The Problem of Consciousness and the Value of the Humanities

Date/Time

24/10/2019 (Thursday)

8.00 - 9.30 pm

Location
The Adelaide





Presented by Jim Grant

Attempts to justify study in the Humanities – in, say, History, or Philosophy, or Literature – face the question: – What use does such inquiry serve? How does it benefit us? The natural sciences enable us to understand things by coming to know the laws which govern them, and this enables us to predict and control the behaviour of those things for our own benefit. What comparable benefit flows from the kinds of understanding sought in the humanities? What does such inquiry enable us to do, which we could not do otherwise?


However, it’s interesting to note that similar kinds of question are now asked about consciousness itself. The traditional problem of consciousness is: how can blooming, buzzing conscious experience arise from electro-chemical processes in the porridge-like grey matter of the brain?

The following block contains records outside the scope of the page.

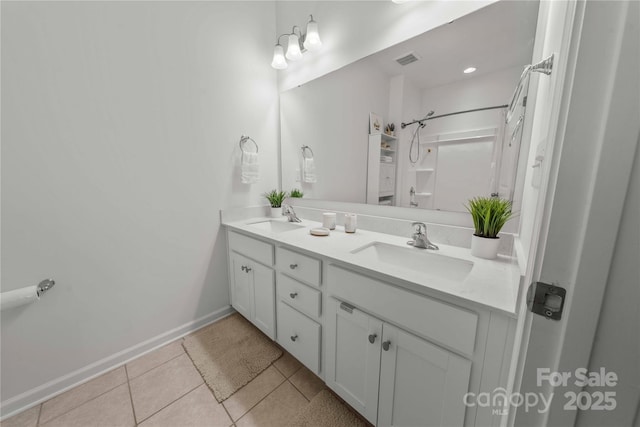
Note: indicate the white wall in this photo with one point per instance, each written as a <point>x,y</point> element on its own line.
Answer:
<point>617,342</point>
<point>331,115</point>
<point>351,30</point>
<point>120,129</point>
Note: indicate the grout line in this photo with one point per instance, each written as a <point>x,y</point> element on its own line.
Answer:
<point>166,361</point>
<point>224,407</point>
<point>133,408</point>
<point>258,402</point>
<point>169,404</point>
<point>39,413</point>
<point>83,403</point>
<point>299,391</point>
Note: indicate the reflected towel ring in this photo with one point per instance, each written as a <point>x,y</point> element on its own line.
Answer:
<point>304,148</point>
<point>244,139</point>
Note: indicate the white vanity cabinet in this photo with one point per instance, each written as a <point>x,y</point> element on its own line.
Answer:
<point>300,306</point>
<point>252,281</point>
<point>392,377</point>
<point>397,357</point>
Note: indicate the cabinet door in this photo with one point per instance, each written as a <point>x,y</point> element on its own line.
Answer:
<point>420,383</point>
<point>241,285</point>
<point>264,299</point>
<point>353,357</point>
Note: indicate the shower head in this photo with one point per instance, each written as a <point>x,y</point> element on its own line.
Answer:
<point>429,114</point>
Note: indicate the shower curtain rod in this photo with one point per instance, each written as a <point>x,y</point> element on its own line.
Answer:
<point>403,125</point>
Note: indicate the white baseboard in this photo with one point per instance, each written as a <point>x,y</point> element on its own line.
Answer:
<point>37,395</point>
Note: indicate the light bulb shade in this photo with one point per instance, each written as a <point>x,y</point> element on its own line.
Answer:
<point>312,39</point>
<point>293,48</point>
<point>279,63</point>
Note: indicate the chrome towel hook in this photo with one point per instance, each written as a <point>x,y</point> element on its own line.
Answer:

But, in view of our increasing success in simulating the cognitive achievements of the human mind in artificial systems which no-one supposes possess subjective consciousness, another question is coming to prominence: what essential role does consciousness play in our intelligent activity? What does it achieve, which can’t be achieved just as well without it?


The aim of my talk will be to relate questions about the ‘use’ or ‘function’ of the kinds of understanding pursued within the humanities, to this general question of the function of consciousness.